A team of researchers led by MSB-PI Werner Hemmert have applied the latest computer modelling techniques to create better cochlear implants (CIs).
CIs are surgically implanted devices that provide a sense of sound to a person with moderate to profound sensorineural hearing loss. The cochlea itself is the part of the inner ear involved in hearing, comprising a spiralled, hollow, conical chamber of bone with a thin, delicate lining of epithelial tissue.

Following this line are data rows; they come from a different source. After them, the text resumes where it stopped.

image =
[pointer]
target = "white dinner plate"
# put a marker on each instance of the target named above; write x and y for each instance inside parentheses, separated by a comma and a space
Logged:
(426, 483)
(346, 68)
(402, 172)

CIs bypass the sensory hair cells and directly excite the remaining fibres of the auditory nerve with electrical currents to provide the sensation of hearing. Although they are a proven method for restoring hearing, CIs are limited by a broad current spread inside the fluid filled inner ear. The broad current spread limits the number of effective electrodes and leads to poor spectral resolution.
The CIModelPLUS project addressed this challenge by providing an advanced model of the cochlea for engineers, which facilitates the development of next-generation CIs by revealing greater accuracy of the electric current distribution in the tissues and the electrical excitation of single nerve fibres. The research was undertaken with the support of the Marie Skłodowska-Curie programme.

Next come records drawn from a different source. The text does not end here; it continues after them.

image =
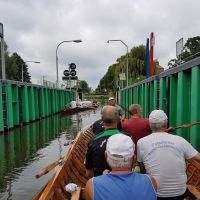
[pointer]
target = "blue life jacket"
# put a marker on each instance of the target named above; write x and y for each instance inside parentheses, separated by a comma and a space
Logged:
(131, 186)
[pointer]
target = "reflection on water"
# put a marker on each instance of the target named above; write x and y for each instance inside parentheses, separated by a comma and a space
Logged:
(25, 151)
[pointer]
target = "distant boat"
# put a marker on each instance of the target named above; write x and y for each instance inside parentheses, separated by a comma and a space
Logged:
(70, 111)
(73, 171)
(76, 106)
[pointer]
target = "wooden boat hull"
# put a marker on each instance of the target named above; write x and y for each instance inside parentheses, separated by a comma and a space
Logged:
(73, 171)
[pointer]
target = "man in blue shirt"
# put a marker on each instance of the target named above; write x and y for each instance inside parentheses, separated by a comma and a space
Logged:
(121, 183)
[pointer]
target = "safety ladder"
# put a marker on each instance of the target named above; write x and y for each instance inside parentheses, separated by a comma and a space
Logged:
(5, 112)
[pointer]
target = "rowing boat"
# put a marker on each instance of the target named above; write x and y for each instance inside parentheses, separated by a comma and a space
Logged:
(73, 171)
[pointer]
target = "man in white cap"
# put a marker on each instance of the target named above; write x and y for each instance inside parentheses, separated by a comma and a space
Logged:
(112, 102)
(163, 157)
(121, 183)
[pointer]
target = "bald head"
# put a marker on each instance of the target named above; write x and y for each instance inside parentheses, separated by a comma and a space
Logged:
(109, 115)
(135, 109)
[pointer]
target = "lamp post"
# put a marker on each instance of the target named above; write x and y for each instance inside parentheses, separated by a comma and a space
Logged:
(76, 41)
(37, 62)
(126, 57)
(2, 52)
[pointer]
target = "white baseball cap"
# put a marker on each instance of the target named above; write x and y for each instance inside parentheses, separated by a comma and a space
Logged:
(120, 147)
(157, 116)
(111, 98)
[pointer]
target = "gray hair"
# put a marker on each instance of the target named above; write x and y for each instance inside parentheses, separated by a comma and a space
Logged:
(134, 108)
(109, 114)
(125, 163)
(159, 125)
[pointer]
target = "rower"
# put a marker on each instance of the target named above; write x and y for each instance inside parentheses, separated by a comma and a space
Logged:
(95, 159)
(163, 157)
(121, 183)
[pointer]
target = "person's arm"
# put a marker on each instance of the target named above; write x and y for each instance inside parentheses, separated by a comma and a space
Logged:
(89, 190)
(89, 161)
(196, 157)
(142, 168)
(90, 173)
(154, 183)
(139, 157)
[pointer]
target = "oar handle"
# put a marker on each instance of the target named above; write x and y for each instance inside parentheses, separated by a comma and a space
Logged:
(41, 173)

In current cochlear models, many detailed features of the cochlea anatomy have not been included. For example, the microstructures inside the bony axis known as the modiolus, where spiral ganglion neurons reside and neural fibres as well as blood vessels run through. "Most models of the inner ear were constructed using uniform and smooth geometries. These models predict uniform and smooth excitation patterns of the auditory nerve fibres," says Prof. Werner Hemmert, who hosted the project at the Technical University of Munich.

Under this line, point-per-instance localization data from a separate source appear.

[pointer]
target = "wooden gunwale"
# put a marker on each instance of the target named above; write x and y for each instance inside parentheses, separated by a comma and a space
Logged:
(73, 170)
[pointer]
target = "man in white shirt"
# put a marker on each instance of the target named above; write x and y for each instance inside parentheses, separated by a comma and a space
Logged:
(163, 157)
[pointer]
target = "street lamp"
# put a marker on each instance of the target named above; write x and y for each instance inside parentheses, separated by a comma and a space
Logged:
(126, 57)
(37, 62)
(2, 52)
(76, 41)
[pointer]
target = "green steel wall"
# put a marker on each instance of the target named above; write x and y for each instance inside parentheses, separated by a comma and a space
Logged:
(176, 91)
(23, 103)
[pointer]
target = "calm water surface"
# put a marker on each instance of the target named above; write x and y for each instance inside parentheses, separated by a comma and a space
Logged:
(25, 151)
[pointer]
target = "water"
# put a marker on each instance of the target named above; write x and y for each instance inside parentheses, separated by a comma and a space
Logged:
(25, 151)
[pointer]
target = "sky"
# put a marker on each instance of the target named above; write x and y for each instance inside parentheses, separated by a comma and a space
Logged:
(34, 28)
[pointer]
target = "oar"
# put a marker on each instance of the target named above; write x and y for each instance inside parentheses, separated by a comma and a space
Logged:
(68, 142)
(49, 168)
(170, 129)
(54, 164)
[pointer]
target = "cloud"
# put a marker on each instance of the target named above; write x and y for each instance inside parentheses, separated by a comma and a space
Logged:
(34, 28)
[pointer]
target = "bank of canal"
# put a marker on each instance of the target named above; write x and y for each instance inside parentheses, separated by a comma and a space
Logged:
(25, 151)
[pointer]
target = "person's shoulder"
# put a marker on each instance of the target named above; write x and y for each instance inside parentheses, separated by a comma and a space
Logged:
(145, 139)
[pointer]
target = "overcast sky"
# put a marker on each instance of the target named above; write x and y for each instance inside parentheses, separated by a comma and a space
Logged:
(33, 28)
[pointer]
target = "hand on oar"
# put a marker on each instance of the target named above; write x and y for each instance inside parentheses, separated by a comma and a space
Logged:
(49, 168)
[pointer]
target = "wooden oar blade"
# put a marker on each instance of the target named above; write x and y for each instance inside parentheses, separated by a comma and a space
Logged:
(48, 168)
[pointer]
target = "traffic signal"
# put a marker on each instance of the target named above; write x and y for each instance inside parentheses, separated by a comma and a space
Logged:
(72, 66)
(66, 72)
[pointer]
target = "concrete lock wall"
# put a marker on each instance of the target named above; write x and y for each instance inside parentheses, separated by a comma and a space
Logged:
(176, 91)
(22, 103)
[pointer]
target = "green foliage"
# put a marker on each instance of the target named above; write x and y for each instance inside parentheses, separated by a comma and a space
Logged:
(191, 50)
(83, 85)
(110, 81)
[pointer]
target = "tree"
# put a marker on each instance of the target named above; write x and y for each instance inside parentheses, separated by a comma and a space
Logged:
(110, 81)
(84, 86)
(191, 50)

Researchers therefore carried out high-resolution structural scans using X-ray microtomography to identify the cochlea and reconstruct a precise 3D model from the images. The reconstruction process involved segmenting each tissue individually slice-by-slice, requiring detailed knowledge of anatomy and physiology to ensure the accuracy of the model structure and tissue property.
The finite element (FE) method was then used to numerically approximate the electric current distribution in the 3D cochlear model as a result of electrical stimulation from CI electrodes. Scientists then developed an advanced computational model of the cochlea by combining the simulation and experimental results.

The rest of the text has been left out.